Divali, also known as Deepavali, is one of the most widely celebrated and spiritually rich festivals in Hinduism — and across Jain, Sikh, and some Buddhist traditions as well. While often described in simple terms as the “festival of lights,” this luminous occasion is far more than a display of lamps and fireworks. It is a sacred journey through darkness into light, ignorance into knowledge, ego into selflessness, and fragmentation into divine unity.
Spiritually, Divali marks the return of Lord Rama to Ayodhya after 14 years in exile, a tale rooted in the Ramayana. His homecoming, after defeating the demon king Ravana, is more than a narrative victory — it is a cosmic archetype of dharma restored, of light triumphant over the shadows of illusion and attachment. The lighting of diyas (lamps) is not just symbolic — it is an esoteric act: an invitation to the inner flame, the Atman, to shine clearly in the temple of the heart.
But Divali is not a single story or a single meaning — it is a confluence of spiritual truths. For Jains, it marks the nirvana — the liberation — of Mahavira, a moment of complete spiritual freedom. For Sikhs, it honours the release of Guru Hargobind Sahib Ji from imprisonment, and the deeper release of the soul from bondage. In some traditions, it commemorates the birth of Goddess Lakshmi from the ocean of milk — a symbol of abundance, grace, and the divine feminine emerging from churning effort. Each tradition adds a layer of significance, and yet all speak to the same awakening: a light born from trial, a clarity found in transition.
Esoterically, the celebration can be seen as an alignment of the inner cosmos. The firecrackers that burst into the night sky echo the energetic clearing of the subtle body — breaking through tamas (inertia), dispersing the mental fog, and restoring sattva (balance and purity). The cleaning of the house, the adorning of entrances with rangoli, the sharing of sweets — these are not simply cultural practices, but ritual enactments of rebirth, of turning the wheel once more toward joy, order, and sacred hospitality.

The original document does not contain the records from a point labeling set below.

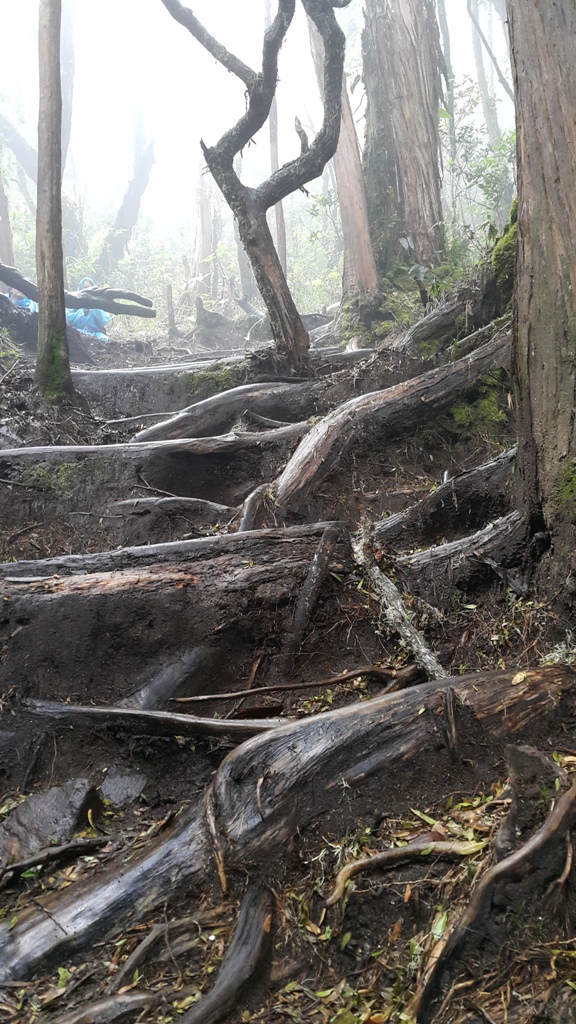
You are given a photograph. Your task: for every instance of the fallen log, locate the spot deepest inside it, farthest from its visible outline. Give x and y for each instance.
(274, 784)
(139, 520)
(464, 503)
(218, 414)
(135, 613)
(395, 411)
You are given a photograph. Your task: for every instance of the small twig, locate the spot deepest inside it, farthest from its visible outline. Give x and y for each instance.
(251, 508)
(51, 853)
(387, 858)
(135, 419)
(148, 486)
(405, 676)
(26, 529)
(135, 957)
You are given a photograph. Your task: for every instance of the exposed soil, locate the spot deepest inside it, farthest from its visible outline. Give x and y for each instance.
(360, 960)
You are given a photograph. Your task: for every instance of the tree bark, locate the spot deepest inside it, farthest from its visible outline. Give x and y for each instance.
(6, 248)
(402, 59)
(270, 787)
(360, 276)
(52, 361)
(545, 316)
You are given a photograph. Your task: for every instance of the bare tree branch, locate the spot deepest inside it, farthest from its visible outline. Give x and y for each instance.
(183, 15)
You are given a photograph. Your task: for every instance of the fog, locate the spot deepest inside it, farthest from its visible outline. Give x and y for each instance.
(132, 59)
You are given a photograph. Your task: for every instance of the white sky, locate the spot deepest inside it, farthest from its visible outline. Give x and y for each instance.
(131, 52)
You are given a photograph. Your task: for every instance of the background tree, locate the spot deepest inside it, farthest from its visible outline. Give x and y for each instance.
(402, 60)
(542, 47)
(250, 205)
(52, 364)
(360, 276)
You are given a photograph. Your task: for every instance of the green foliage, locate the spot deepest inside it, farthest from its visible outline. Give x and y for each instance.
(483, 414)
(479, 180)
(503, 257)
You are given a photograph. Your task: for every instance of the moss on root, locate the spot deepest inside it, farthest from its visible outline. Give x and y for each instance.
(503, 258)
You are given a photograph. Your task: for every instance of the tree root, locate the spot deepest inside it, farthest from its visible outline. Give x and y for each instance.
(517, 866)
(398, 409)
(396, 679)
(398, 855)
(464, 503)
(158, 723)
(393, 609)
(250, 943)
(497, 549)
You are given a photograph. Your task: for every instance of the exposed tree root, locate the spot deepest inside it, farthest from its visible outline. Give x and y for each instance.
(395, 679)
(159, 723)
(398, 855)
(250, 943)
(517, 866)
(498, 549)
(464, 503)
(128, 607)
(218, 414)
(397, 410)
(393, 608)
(266, 788)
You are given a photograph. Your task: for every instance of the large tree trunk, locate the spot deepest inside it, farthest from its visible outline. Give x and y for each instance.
(52, 364)
(542, 44)
(249, 205)
(402, 158)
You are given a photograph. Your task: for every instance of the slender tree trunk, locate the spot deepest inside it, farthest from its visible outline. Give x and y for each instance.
(360, 275)
(288, 330)
(67, 73)
(446, 47)
(203, 249)
(488, 101)
(542, 46)
(52, 363)
(402, 59)
(247, 283)
(6, 248)
(279, 208)
(275, 164)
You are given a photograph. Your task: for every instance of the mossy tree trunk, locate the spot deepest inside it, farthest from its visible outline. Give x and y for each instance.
(52, 363)
(542, 45)
(402, 59)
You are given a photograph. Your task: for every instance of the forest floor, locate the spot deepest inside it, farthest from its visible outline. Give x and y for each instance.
(364, 957)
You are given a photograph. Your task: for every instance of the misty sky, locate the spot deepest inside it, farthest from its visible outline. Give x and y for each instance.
(130, 54)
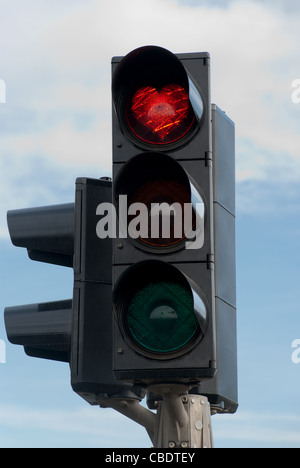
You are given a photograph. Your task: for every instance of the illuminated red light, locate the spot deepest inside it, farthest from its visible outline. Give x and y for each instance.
(160, 117)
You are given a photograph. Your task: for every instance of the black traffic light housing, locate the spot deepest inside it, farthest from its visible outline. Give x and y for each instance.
(177, 169)
(79, 330)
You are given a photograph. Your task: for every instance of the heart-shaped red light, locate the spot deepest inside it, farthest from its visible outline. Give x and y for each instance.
(160, 117)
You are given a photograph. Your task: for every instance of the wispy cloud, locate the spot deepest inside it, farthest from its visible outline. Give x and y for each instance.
(258, 429)
(57, 70)
(108, 428)
(102, 428)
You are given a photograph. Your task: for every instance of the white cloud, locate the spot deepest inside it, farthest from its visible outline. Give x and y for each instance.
(90, 425)
(107, 428)
(258, 429)
(57, 68)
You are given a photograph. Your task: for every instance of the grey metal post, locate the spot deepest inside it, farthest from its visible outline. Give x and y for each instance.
(182, 420)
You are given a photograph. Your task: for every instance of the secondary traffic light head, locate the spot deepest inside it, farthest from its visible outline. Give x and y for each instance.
(77, 331)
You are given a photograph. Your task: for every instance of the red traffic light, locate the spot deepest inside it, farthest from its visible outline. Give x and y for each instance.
(160, 116)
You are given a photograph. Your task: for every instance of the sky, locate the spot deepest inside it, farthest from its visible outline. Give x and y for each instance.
(55, 125)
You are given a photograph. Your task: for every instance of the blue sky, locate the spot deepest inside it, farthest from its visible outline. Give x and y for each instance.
(56, 126)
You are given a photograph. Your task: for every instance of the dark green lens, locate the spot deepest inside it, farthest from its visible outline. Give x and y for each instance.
(161, 317)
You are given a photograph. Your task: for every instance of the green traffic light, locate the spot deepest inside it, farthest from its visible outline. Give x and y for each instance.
(161, 317)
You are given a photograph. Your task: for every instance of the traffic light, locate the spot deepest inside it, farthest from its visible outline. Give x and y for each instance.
(174, 256)
(163, 257)
(79, 330)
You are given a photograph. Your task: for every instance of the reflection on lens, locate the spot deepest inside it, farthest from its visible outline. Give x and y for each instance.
(161, 318)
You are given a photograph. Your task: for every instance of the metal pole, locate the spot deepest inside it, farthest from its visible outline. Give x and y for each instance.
(182, 420)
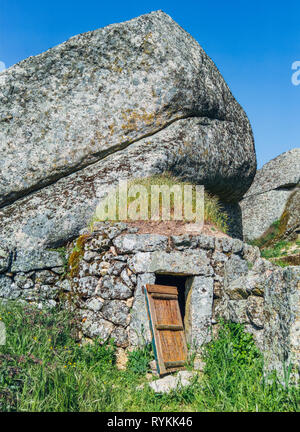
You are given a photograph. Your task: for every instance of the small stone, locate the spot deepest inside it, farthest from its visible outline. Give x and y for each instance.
(94, 304)
(172, 382)
(112, 288)
(255, 311)
(131, 243)
(116, 312)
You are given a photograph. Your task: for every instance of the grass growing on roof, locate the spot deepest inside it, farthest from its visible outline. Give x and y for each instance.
(213, 211)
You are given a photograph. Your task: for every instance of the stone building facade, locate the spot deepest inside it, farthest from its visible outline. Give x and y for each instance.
(218, 277)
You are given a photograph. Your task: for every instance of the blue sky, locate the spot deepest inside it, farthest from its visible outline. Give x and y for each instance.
(253, 43)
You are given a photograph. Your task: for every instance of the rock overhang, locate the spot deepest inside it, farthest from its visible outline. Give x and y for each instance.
(61, 116)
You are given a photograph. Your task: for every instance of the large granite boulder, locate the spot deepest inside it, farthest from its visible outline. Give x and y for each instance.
(130, 99)
(273, 196)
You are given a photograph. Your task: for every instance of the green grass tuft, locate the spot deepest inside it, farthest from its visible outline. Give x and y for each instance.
(42, 368)
(213, 211)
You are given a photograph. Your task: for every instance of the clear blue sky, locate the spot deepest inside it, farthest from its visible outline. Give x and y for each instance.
(253, 43)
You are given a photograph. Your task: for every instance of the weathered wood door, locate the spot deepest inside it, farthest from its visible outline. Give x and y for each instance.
(167, 329)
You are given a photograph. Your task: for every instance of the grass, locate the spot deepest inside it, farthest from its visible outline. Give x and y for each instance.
(43, 368)
(213, 211)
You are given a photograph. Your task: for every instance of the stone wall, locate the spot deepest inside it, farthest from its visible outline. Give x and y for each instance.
(34, 276)
(225, 278)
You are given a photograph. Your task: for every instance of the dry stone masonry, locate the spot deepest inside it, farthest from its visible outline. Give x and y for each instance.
(223, 278)
(274, 195)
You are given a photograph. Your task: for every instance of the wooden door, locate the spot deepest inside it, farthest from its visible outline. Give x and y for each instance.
(167, 329)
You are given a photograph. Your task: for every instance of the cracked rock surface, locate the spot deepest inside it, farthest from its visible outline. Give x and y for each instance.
(131, 99)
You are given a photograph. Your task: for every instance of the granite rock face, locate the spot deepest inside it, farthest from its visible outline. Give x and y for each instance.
(274, 195)
(131, 99)
(282, 321)
(224, 279)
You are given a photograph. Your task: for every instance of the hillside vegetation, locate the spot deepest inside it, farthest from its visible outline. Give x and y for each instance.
(43, 368)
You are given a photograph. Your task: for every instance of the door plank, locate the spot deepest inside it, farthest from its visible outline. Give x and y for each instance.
(167, 328)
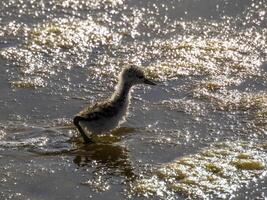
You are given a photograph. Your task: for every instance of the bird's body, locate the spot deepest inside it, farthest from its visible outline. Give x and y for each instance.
(108, 115)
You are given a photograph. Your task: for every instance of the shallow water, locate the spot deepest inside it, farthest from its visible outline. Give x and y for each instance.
(209, 58)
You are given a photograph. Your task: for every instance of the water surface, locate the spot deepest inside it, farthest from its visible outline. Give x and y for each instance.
(207, 116)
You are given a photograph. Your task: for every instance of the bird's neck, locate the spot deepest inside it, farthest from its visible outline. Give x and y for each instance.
(122, 91)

Philosophically, Divali reminds us that light is not only the absence of darkness — it is a presence, a consciousness. The divine light is not something brought in from outside — it is uncovered. The spark is already within. In the Upanishadic vision, this festival becomes a celebration of the self-realised soul — one who has seen past maya and now lives in union with the truth of Brahman. “Tamaso ma jyotir gamaya” — lead me from darkness to light — becomes not just a prayer, but a becoming.
The arts come alive at Divali with intense beauty and symbolic power. Rangoli patterns drawn at thresholds echo the yantras and mandalas used in meditation — sacred geometry inviting the gods to dwell. Music and devotional chants call in the goddess, the ancestors, and the light beings who guide the home. Even the act of dressing in fine clothing and sharing sweets becomes a kind of embodied offering — an enactment of sacred joy.
Ultimately, Divali is a spiritual mirror. It asks: what am I illuminating? What shadows must I face with courage? What am I ready to burn away, so that I may shine more truly? It is a night when stars fall to earth and flicker in the hands of children. When the divine enters kitchens, windowsills, altars, and hearts. When the soul remembers what it always was — a lamp, waiting to be lit.